Tim Armstrong commented on IMPALA-4249:
---------------------------------------

We could consider using std::shared_ptr here since it does seem to be a genuine case of shared ownership.

> Clarify lifetime of DiskIoMgr::ScanRange objects
> ------------------------------------------------
>
>                 Key: IMPALA-4249
>                 URL: https://issues.apache.org/jira/browse/IMPALA-4249
>             Project: IMPALA
>          Issue Type: Improvement
>          Components: Backend
>    Affects Versions: Impala 2.8.0
>            Reporter: Tim Armstrong
>            Priority: Minor
>              Labels: resource-management
>
> When working on the DiskIoMgr code I noticed that the lifetime of the ScanRange objects isn't very clear. In particular, it's not clear when it is safe for a client to free the ScanRange object. We should at least document the expectation in the code.

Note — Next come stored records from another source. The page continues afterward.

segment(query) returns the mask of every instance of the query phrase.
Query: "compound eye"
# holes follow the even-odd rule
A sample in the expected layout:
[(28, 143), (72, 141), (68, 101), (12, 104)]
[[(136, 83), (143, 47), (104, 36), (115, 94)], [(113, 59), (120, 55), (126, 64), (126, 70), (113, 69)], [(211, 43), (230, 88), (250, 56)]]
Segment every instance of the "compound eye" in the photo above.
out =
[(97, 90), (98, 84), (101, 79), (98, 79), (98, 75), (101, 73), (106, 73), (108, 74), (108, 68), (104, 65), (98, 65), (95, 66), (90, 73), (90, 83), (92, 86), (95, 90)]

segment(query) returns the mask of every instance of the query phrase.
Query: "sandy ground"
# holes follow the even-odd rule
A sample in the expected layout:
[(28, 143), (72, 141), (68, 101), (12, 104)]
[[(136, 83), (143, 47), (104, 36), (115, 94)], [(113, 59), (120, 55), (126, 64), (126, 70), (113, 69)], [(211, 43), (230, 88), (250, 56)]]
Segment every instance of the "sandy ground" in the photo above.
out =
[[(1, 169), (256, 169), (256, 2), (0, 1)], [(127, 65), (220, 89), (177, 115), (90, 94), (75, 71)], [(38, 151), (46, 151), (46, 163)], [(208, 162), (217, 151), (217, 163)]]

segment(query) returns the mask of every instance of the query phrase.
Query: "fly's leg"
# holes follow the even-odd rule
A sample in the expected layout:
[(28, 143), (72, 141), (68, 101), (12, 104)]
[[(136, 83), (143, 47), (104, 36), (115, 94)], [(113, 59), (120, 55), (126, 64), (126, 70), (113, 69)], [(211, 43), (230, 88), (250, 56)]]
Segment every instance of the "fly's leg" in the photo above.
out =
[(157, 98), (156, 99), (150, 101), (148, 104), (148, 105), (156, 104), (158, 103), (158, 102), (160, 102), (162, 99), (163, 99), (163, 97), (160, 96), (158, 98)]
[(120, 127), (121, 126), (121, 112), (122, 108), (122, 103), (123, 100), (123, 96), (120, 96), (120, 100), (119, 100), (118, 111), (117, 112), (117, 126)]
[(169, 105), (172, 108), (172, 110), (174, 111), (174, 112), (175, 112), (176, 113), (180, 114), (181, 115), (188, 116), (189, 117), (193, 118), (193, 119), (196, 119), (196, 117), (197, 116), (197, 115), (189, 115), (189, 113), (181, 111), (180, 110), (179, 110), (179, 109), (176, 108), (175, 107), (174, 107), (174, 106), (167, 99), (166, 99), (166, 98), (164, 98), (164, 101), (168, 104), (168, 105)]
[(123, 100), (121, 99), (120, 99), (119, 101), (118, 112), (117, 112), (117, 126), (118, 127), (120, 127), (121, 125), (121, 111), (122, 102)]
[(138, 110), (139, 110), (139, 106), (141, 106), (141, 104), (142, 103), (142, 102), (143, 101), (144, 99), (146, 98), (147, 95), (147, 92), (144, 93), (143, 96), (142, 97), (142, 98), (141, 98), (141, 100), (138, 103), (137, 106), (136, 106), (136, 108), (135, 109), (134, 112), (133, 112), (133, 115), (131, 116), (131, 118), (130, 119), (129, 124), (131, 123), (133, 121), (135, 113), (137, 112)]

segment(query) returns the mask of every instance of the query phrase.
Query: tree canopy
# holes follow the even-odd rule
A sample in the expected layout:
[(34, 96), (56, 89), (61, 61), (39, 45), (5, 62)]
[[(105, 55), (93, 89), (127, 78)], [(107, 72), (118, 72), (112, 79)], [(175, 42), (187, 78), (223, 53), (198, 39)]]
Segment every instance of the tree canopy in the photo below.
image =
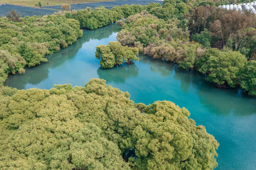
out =
[(84, 87), (0, 89), (0, 168), (213, 169), (218, 144), (170, 101), (145, 106), (91, 79)]
[(100, 60), (102, 68), (110, 69), (116, 65), (122, 65), (124, 62), (129, 64), (139, 60), (136, 56), (139, 55), (139, 48), (122, 46), (119, 42), (110, 42), (107, 45), (96, 47), (95, 57)]

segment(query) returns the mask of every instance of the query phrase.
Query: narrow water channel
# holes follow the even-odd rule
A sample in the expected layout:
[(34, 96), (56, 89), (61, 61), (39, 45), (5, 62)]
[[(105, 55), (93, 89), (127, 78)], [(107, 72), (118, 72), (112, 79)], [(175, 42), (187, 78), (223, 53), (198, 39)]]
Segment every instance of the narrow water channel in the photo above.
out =
[(84, 86), (92, 78), (131, 94), (136, 103), (167, 100), (191, 112), (220, 143), (217, 169), (256, 169), (256, 98), (238, 89), (219, 89), (203, 75), (139, 55), (134, 64), (100, 68), (95, 47), (115, 41), (119, 28), (111, 25), (85, 30), (73, 45), (48, 56), (49, 62), (11, 76), (5, 85), (18, 89), (49, 89), (53, 84)]

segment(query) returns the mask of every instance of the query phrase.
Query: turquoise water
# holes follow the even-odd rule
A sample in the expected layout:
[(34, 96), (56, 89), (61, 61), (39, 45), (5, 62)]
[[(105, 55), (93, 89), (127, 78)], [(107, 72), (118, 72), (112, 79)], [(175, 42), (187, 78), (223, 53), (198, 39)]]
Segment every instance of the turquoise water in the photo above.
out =
[(85, 30), (78, 41), (48, 57), (49, 62), (11, 76), (6, 85), (19, 89), (49, 89), (53, 84), (84, 86), (92, 78), (128, 91), (136, 103), (168, 100), (191, 112), (220, 143), (217, 169), (256, 169), (256, 98), (238, 89), (219, 89), (203, 75), (139, 55), (134, 64), (102, 69), (95, 47), (116, 40), (119, 30), (111, 25)]

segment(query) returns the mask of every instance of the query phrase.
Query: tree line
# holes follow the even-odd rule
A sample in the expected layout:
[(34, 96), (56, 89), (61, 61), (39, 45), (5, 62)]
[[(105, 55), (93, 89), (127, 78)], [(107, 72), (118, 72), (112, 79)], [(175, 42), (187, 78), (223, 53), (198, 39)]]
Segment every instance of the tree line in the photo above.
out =
[(255, 96), (256, 16), (208, 4), (178, 8), (182, 3), (151, 4), (146, 11), (118, 21), (122, 28), (118, 41), (205, 74), (218, 87), (240, 86)]
[(21, 18), (15, 11), (0, 18), (0, 86), (9, 74), (24, 73), (26, 67), (47, 62), (46, 57), (73, 44), (82, 29), (97, 29), (142, 11), (141, 5), (124, 5), (110, 10), (87, 8), (51, 16)]
[(84, 87), (0, 88), (1, 169), (213, 169), (218, 143), (170, 101)]
[(107, 45), (96, 47), (95, 57), (100, 60), (102, 68), (110, 69), (126, 63), (131, 64), (139, 60), (139, 48), (122, 46), (119, 42), (110, 42)]

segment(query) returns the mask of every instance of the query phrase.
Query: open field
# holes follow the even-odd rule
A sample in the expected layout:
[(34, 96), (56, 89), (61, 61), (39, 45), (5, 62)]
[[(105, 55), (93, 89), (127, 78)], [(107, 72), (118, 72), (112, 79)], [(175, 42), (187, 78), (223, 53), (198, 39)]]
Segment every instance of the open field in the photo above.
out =
[(36, 4), (41, 2), (42, 6), (55, 6), (63, 4), (78, 4), (78, 3), (89, 3), (89, 2), (99, 2), (99, 1), (110, 1), (112, 0), (1, 0), (1, 4), (9, 4), (14, 5), (22, 5), (35, 7)]

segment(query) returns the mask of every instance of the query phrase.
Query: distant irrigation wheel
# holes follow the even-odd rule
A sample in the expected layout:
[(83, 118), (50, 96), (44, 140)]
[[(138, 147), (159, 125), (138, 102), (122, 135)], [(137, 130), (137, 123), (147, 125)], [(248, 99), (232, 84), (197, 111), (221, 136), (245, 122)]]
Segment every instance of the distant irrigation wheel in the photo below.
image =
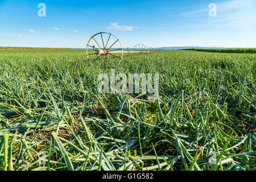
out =
[(147, 53), (147, 46), (144, 44), (138, 44), (134, 48), (136, 51), (139, 51), (138, 54)]
[[(117, 51), (119, 52), (118, 54), (114, 55), (112, 53)], [(111, 33), (100, 32), (92, 36), (89, 40), (86, 47), (86, 56), (88, 59), (93, 61), (104, 57), (106, 60), (110, 60), (110, 57), (122, 60), (123, 48), (119, 39), (114, 35)]]

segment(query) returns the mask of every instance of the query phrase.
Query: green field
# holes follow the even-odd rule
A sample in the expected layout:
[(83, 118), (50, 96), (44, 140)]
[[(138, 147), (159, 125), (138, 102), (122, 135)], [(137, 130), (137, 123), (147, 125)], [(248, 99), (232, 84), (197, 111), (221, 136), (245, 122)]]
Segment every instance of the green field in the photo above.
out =
[(187, 51), (196, 51), (202, 52), (221, 52), (221, 53), (256, 53), (256, 48), (228, 48), (228, 49), (220, 49), (220, 48), (190, 48), (185, 49), (183, 50)]
[[(98, 93), (110, 69), (158, 73), (159, 98)], [(0, 171), (255, 170), (255, 76), (253, 53), (0, 49)]]

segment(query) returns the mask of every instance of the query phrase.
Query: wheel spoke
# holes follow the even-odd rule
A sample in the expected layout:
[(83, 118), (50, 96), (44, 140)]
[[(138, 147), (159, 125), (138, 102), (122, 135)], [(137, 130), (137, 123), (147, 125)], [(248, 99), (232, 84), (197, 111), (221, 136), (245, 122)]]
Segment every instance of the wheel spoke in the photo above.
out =
[(115, 41), (115, 43), (114, 43), (114, 44), (113, 44), (112, 46), (111, 46), (108, 49), (108, 50), (109, 50), (109, 49), (110, 49), (110, 48), (112, 48), (112, 46), (114, 46), (114, 45), (118, 40), (119, 40), (117, 39), (117, 41)]
[(87, 46), (90, 47), (92, 47), (92, 48), (94, 48), (94, 49), (99, 49), (97, 48), (97, 47), (93, 47), (93, 46), (90, 46), (90, 45), (87, 45)]
[(119, 51), (119, 50), (122, 50), (122, 49), (114, 49), (114, 50), (109, 51), (109, 52), (114, 51)]
[(115, 55), (113, 55), (113, 54), (112, 54), (112, 53), (109, 53), (109, 54), (110, 54), (110, 55), (112, 55), (112, 56), (114, 56), (114, 57), (117, 57), (117, 58), (118, 58), (118, 59), (121, 59), (121, 60), (122, 60), (122, 59), (121, 58), (121, 57), (117, 57), (117, 56), (115, 56)]
[(92, 37), (93, 39), (95, 40), (95, 42), (96, 42), (96, 43), (98, 44), (98, 47), (100, 47), (100, 49), (102, 49), (101, 47), (100, 46), (100, 45), (98, 44), (98, 42), (96, 41), (96, 40), (95, 40), (94, 37)]
[(102, 33), (101, 33), (101, 40), (102, 40), (103, 48), (104, 48), (104, 49), (105, 49), (104, 41), (103, 41)]
[(109, 39), (108, 39), (108, 42), (107, 42), (107, 43), (106, 44), (106, 47), (105, 47), (106, 48), (107, 48), (108, 43), (109, 43), (109, 39), (110, 38), (110, 36), (111, 36), (111, 34), (109, 34)]

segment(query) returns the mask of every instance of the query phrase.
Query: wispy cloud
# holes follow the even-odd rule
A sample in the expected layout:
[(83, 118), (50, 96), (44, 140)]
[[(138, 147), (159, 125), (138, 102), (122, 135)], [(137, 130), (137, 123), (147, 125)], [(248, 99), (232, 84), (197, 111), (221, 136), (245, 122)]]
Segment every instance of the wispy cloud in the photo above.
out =
[[(244, 11), (247, 9), (256, 7), (256, 1), (255, 0), (231, 0), (217, 3), (217, 13), (227, 11)], [(191, 17), (196, 15), (200, 15), (202, 14), (208, 15), (209, 9), (206, 7), (205, 9), (194, 10), (192, 11), (182, 13), (177, 16)], [(233, 13), (232, 13), (233, 14)], [(230, 14), (230, 15), (232, 14)]]
[(106, 27), (105, 28), (118, 31), (133, 31), (138, 28), (135, 26), (119, 26), (119, 23), (112, 23), (111, 26)]

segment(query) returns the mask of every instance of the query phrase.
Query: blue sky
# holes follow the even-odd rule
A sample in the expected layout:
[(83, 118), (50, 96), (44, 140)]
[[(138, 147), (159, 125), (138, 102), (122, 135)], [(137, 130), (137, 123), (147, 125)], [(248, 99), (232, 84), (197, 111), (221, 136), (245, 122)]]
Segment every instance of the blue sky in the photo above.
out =
[(0, 0), (0, 46), (85, 48), (108, 32), (123, 47), (256, 47), (256, 0)]

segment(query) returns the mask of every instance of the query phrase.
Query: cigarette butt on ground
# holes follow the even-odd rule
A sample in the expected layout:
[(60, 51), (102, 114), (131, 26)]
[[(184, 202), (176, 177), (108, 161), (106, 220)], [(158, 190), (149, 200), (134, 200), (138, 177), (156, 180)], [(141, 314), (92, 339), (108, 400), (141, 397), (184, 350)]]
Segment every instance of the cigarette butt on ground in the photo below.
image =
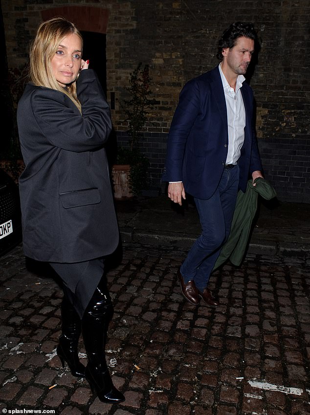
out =
[(55, 388), (55, 387), (57, 386), (57, 384), (55, 383), (55, 385), (52, 385), (52, 386), (50, 386), (48, 389), (52, 389), (53, 388)]

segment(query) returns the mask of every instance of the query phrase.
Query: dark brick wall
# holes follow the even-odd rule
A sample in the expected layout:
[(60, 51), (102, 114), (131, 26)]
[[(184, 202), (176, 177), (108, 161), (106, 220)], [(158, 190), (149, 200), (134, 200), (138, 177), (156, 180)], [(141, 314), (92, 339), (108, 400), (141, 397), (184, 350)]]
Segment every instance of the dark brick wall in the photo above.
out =
[[(128, 136), (117, 133), (119, 145), (128, 146)], [(152, 189), (163, 192), (161, 182), (168, 134), (145, 132), (140, 149), (150, 161), (148, 174)], [(266, 178), (282, 201), (310, 203), (310, 139), (271, 138), (261, 140), (259, 147)]]
[[(108, 97), (115, 95), (112, 117), (121, 141), (127, 125), (119, 101), (138, 63), (150, 65), (151, 89), (159, 103), (149, 114), (143, 145), (151, 157), (152, 184), (159, 186), (165, 135), (181, 87), (218, 63), (216, 45), (223, 29), (237, 20), (252, 22), (260, 50), (248, 80), (266, 175), (280, 200), (310, 202), (310, 0), (2, 1), (10, 66), (26, 60), (41, 11), (60, 4), (68, 6), (69, 13), (74, 6), (107, 11)], [(80, 16), (85, 20), (87, 14)]]

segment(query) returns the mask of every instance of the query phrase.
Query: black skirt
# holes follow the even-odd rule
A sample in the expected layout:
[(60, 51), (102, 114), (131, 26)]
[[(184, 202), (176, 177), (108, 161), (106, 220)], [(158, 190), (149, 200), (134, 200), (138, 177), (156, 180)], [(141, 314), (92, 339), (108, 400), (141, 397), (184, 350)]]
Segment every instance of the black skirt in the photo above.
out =
[(103, 275), (103, 258), (73, 263), (49, 264), (62, 280), (65, 294), (82, 318)]

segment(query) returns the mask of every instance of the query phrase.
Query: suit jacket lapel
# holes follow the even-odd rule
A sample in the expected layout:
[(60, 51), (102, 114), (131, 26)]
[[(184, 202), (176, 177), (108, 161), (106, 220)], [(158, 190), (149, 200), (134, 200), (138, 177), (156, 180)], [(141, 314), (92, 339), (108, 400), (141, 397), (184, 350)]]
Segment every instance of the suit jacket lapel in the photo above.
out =
[[(226, 107), (226, 101), (225, 100), (225, 94), (223, 89), (221, 78), (220, 74), (220, 70), (217, 66), (213, 69), (212, 77), (213, 82), (211, 84), (211, 88), (213, 91), (214, 96), (216, 97), (215, 101), (222, 118), (223, 122), (227, 126), (227, 108)], [(228, 131), (228, 126), (227, 128)]]

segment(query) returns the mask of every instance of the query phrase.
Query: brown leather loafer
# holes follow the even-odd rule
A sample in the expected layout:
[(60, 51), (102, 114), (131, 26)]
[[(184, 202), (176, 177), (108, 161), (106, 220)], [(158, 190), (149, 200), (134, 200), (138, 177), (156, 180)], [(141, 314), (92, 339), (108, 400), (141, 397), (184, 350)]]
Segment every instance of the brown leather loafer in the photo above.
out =
[(189, 281), (185, 284), (179, 268), (177, 271), (177, 275), (180, 284), (180, 288), (183, 296), (189, 303), (193, 306), (198, 306), (199, 303), (198, 290), (196, 288), (194, 281)]
[(217, 307), (220, 305), (219, 300), (213, 297), (212, 292), (207, 287), (203, 290), (202, 294), (200, 291), (198, 291), (198, 295), (202, 300), (202, 306), (205, 306), (207, 307)]

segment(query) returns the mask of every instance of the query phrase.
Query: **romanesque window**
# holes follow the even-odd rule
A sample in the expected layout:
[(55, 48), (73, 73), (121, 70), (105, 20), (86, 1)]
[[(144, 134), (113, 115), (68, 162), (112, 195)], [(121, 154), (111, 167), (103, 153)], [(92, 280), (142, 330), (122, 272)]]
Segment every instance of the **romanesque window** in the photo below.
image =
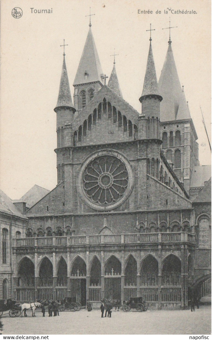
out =
[(89, 90), (88, 92), (88, 96), (89, 96), (89, 100), (91, 100), (92, 98), (93, 98), (93, 90), (92, 89), (91, 90)]
[(178, 146), (181, 144), (181, 132), (177, 130), (175, 133), (175, 145)]
[(179, 169), (181, 167), (181, 152), (180, 150), (175, 150), (174, 152), (174, 167)]
[(167, 132), (163, 133), (163, 137), (162, 137), (163, 140), (163, 148), (167, 148)]
[(20, 232), (16, 232), (16, 238), (20, 238), (21, 234)]
[(8, 238), (8, 231), (5, 228), (2, 229), (2, 263), (7, 263), (7, 243)]
[(82, 91), (80, 94), (81, 97), (81, 108), (83, 108), (86, 105), (86, 96), (85, 91)]
[(173, 131), (170, 131), (169, 133), (169, 146), (173, 146)]

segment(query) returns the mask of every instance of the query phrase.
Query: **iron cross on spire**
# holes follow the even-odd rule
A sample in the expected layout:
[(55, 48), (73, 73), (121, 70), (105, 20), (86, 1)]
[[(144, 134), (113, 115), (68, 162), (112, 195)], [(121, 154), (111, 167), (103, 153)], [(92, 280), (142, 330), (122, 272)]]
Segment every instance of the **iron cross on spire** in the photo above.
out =
[(89, 27), (91, 27), (91, 24), (90, 23), (90, 17), (92, 15), (95, 15), (95, 14), (90, 14), (90, 14), (88, 15), (86, 15), (86, 17), (90, 17), (90, 23), (89, 24)]
[(113, 62), (113, 64), (115, 64), (115, 55), (119, 55), (119, 54), (115, 54), (115, 49), (114, 49), (114, 54), (110, 54), (110, 57), (111, 57), (112, 56), (114, 56), (114, 61)]
[(67, 44), (66, 45), (65, 45), (65, 39), (63, 39), (63, 45), (61, 45), (60, 47), (62, 47), (62, 46), (63, 46), (63, 55), (64, 56), (65, 56), (65, 46), (68, 46), (68, 45)]
[(150, 40), (150, 41), (152, 41), (152, 38), (151, 38), (151, 31), (155, 31), (155, 29), (154, 29), (153, 30), (152, 30), (151, 29), (151, 24), (152, 24), (151, 23), (150, 23), (150, 30), (146, 30), (146, 32), (147, 32), (148, 31), (150, 31), (150, 39), (149, 40)]
[(169, 29), (169, 40), (168, 41), (169, 44), (170, 44), (171, 43), (171, 29), (176, 28), (177, 27), (177, 26), (173, 26), (172, 27), (171, 27), (171, 21), (170, 21), (170, 17), (169, 17), (169, 27), (165, 27), (165, 28), (162, 29), (162, 30), (166, 30), (168, 28)]

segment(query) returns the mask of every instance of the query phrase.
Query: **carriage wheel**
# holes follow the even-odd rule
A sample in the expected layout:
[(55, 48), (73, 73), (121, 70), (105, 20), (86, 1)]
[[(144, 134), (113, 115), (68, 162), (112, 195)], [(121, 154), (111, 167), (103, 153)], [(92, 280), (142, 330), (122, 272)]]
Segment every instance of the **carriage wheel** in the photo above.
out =
[(124, 305), (122, 306), (122, 310), (123, 312), (128, 312), (129, 310), (129, 307), (127, 305)]
[(75, 302), (72, 302), (71, 304), (70, 305), (70, 308), (71, 309), (71, 311), (76, 312), (78, 308), (77, 305)]
[(144, 310), (145, 312), (146, 312), (148, 309), (148, 306), (146, 302), (144, 302), (143, 304), (144, 307)]
[(79, 302), (76, 302), (76, 303), (77, 305), (77, 310), (80, 310), (82, 308), (82, 305)]
[(143, 312), (144, 310), (144, 306), (143, 304), (137, 304), (136, 305), (136, 310), (138, 312)]
[(21, 315), (21, 311), (20, 309), (16, 309), (16, 316), (19, 317)]
[(16, 311), (15, 309), (10, 309), (9, 312), (9, 315), (10, 318), (15, 318), (16, 316)]
[(65, 306), (64, 304), (62, 305), (58, 305), (58, 307), (60, 312), (64, 312), (65, 309)]

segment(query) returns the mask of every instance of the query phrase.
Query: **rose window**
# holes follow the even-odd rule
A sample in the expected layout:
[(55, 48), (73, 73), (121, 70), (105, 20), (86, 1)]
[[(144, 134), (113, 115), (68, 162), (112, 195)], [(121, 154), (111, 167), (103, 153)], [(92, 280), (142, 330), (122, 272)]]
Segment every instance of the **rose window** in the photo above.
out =
[(87, 197), (100, 206), (112, 204), (124, 195), (128, 185), (128, 173), (124, 163), (117, 157), (107, 155), (91, 160), (82, 176)]

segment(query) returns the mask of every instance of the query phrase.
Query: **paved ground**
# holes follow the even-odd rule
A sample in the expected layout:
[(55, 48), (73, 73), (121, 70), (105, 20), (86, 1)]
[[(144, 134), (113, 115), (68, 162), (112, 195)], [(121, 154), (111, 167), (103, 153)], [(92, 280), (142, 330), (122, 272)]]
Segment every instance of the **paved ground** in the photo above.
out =
[(44, 318), (40, 310), (36, 318), (3, 316), (3, 334), (210, 334), (211, 306), (199, 309), (124, 312), (113, 311), (112, 317), (101, 317), (101, 311), (85, 309), (63, 312)]

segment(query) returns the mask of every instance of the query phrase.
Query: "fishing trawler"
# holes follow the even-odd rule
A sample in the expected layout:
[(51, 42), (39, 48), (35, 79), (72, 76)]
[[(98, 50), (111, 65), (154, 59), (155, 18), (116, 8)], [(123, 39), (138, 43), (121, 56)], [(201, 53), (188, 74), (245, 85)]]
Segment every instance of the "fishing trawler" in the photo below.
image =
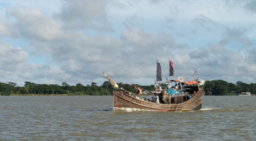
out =
[[(173, 75), (173, 64), (170, 63), (169, 76)], [(195, 71), (194, 71), (194, 73)], [(159, 111), (190, 111), (197, 110), (202, 107), (202, 97), (204, 94), (204, 81), (200, 78), (191, 81), (166, 80), (161, 82), (162, 75), (160, 63), (157, 62), (157, 78), (155, 83), (156, 91), (152, 91), (154, 96), (145, 98), (137, 94), (120, 88), (105, 73), (113, 87), (113, 107), (135, 108)]]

> It seems like in principle that the client should be able to free the scan range after it hits eosr() or cancels the scan range. However, that's not true because a) BufferDescriptors hold internal pointers to the ScanRange and b) the DiskIoMgr touches the ScanRange in the below code after enqueueing the last buffer:
> {code}
>   bool queue_full = scan_range->EnqueueBuffer(buffer);
>   if (eosr) {
>     // For cached buffers, we can't close the range until the cached buffer is returned.
>     // Close() is called from DiskIoMgr::ReturnBuffer().
>     if (!is_cached) scan_range->Close();
>   } else {
> ...
> {code}
> It seems like we (mostly?) avoid issues by sticking the ScanRanges in object pools where they will outlive the reader contexts. This seems suboptimal - we shouldn't really leave lots of small unused objects lying around.